The investiture conflict continued unabated. Urban’s successor, Paschal II (1099–1118), was so committed to the independence of church from state that in 1110 he offered an astonishing proposal to the new emperor, Henry V. If Henry would give up all pretence of investing bishops with spiritual authority, Paschal would surrender all the church’s possessions in Germany to the emperor; bishops would live in simple poverty.
This proposal was not to the liking of most German bishops, and Paschal had to withdraw it. However, the distinction Paschal made between the spiritual and secular aspects of investiture provided the key to the settlement of the controversy in 1122. At Worms that year, Pope Calixtus II and Henry V agreed on two points:
(i) The emperor would invest a bishop or abbot with his authority over the land that went with his office.

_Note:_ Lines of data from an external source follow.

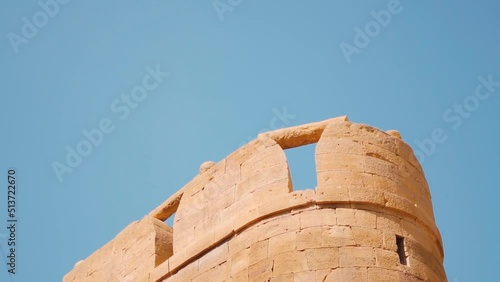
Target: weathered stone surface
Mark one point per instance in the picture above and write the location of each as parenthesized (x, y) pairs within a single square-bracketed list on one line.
[(240, 220)]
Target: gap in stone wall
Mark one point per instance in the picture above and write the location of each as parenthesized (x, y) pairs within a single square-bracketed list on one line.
[(170, 220), (302, 165)]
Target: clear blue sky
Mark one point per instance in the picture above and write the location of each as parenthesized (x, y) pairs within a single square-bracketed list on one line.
[(229, 73)]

(ii) The bishop’s spiritual superior (his archbishop) would invest him with his spiritual authority over the church — the emperor would no longer confer the ring and staff.
Such a compromise would have disappointed Hildebrand, but it secured for the church much more independence than it had enjoyed under feudalism. It also dealt a crushing blow to the idea that bishops owed their spiritual office to the king.
The investiture conflict teaches us to distinguish carefully the proper boundaries of church and state. Making that distinction can be fraught with problems. We applaud the medieval papacy for insisting on the church’s independence. But to secure that independence, the papacy often swung to an opposite theocratic extreme, wishing to control the state. Great wisdom is needed in discerning how rightly to “render to Caesar the things that are Caesar’s, and to God the things that are God’s” (Mark 12:17). May God grant us that wisdom today.